I'm mentioning this dataChange flag on purpose. If you look at the OptimisticTransactionImpl#prepareCommit caller, you'll see that it filters out all remove actions without the data change:
// We make sure that this isn't an appendOnly table as we check if we need to delete // files. val removes = actions.collect { case r: RemoveFile => r } if (removes.exists(_.dataChange)) DeltaLog.assertRemovable(snapshot)
When it comes to the VACUUM operation, by definition the command cleans the files not referenced by any commit log. Consequently, it doesn't change the data either, so it's safe to run it for the append-only tables.

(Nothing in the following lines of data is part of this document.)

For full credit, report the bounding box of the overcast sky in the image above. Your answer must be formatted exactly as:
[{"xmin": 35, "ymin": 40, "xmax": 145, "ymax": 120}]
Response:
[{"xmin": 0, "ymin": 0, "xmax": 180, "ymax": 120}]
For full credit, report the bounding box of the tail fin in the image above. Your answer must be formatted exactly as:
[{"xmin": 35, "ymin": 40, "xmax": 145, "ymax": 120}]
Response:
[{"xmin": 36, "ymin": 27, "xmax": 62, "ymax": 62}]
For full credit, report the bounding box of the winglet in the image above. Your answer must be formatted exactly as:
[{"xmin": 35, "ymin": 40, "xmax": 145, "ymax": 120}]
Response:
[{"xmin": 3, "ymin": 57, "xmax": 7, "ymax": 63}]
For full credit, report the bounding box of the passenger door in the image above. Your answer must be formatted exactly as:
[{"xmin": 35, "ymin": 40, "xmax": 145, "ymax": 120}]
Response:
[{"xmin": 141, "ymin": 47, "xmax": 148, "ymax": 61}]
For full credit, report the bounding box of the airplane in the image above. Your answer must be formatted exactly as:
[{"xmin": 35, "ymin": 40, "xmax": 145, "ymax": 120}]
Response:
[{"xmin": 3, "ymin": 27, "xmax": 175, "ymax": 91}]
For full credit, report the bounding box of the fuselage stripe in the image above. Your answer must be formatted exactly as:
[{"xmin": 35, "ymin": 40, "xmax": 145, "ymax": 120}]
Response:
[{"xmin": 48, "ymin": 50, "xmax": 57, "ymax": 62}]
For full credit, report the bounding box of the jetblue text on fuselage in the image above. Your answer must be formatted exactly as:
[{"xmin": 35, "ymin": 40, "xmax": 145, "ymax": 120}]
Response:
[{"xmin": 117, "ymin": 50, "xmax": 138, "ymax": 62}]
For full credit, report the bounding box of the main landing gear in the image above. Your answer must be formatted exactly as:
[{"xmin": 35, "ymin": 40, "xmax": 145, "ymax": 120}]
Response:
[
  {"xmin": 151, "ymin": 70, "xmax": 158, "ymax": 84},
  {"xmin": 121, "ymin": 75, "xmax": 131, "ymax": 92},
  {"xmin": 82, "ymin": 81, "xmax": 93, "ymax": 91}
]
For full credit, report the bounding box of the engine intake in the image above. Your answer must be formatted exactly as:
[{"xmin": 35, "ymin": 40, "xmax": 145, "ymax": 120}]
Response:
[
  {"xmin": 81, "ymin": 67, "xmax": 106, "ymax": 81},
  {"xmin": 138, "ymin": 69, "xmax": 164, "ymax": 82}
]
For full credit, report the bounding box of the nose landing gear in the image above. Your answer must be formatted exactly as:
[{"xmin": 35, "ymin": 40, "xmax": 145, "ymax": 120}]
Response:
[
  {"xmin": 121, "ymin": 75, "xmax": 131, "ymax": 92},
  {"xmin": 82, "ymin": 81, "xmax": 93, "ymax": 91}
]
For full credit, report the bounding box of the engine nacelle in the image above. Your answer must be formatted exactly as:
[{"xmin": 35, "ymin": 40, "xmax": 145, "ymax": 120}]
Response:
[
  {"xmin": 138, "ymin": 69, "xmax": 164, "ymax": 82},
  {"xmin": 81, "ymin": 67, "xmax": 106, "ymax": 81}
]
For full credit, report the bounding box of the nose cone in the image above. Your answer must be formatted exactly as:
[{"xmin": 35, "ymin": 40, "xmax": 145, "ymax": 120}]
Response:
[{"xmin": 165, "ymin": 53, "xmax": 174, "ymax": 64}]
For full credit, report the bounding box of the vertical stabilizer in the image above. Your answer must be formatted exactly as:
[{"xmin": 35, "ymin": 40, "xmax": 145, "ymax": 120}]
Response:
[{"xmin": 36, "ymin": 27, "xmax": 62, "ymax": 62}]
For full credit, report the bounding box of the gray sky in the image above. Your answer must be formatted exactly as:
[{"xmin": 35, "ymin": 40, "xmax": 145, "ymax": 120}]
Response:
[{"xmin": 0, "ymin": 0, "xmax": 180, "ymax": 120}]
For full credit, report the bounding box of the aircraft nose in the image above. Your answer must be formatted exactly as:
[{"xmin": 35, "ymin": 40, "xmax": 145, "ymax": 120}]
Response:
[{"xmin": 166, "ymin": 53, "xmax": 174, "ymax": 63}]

But despite the no-data character, the VACUUM command passes by the prepareCommit function and the code snippet presented before. However, as it's a command without the data associated, the actions variable is empty. Below what will be added to the commit log when the VACUUM happens:
$ cat _delta_log/00000000000000000004.json {"commitInfo":{"timestamp":1711283273000,"operation":"VACUUM START","operationParameters":{"retentionCheckEnabled":false,"defaultRetentionMillis":604800000,"specifiedRetentionMillis":0},"readVersion":3,"isolationLevel":"SnapshotIsolation","isBlindAppend":true,"operationMetrics":{"numFilesToDelete":"1000","sizeOfDataToDelete":"826418"},"engineInfo":...,"txnId":"638f8aab-b5df-4f1f-9d04-b3a9d0d424f9"}} bartosz@bartosz:/tmp/delta-lake-playground/013_streaming_writer/warehouse/demo4_table$ cat _delta_log/00000000000000000005.json {"commitInfo":{"timestamp":1711283280000,"operation":"VACUUM END","operationParameters":{"status":"COMPLETED"},"readVersion":4,"isolationLevel":"SnapshotIsolation","isBlindAppend":true,"operationMetrics":{"numDeletedFiles":"1000","numVacuumedDirectories":"1"},"engineInfo":...,"txnId":"cc90fe81-f19e-4a84-8a83-f13abd08aff8"}}
Representing changes
The last question you can ask yourself, how to transform the inserts into updates or deletes? Here too, a lot depends on the producer. You might consider:
- Tombstone pattern to mark a row as deleted. Here the provider should typically keep only the id column and nullify the other ones, marking the row - by convention - as removed.
- Operation flag column. Here the producer would add a column with the operation type, such as i for new row, u for an update, d for a delete.
As you can see, transforming a table into an append-only changelog is rather easy. As many other things, it's only the matter of good configuration. However, what is hidden behind this simplicity is the complexity for the clients. The data producer must write data differently and all the consumers must rebuild the table state by themselves.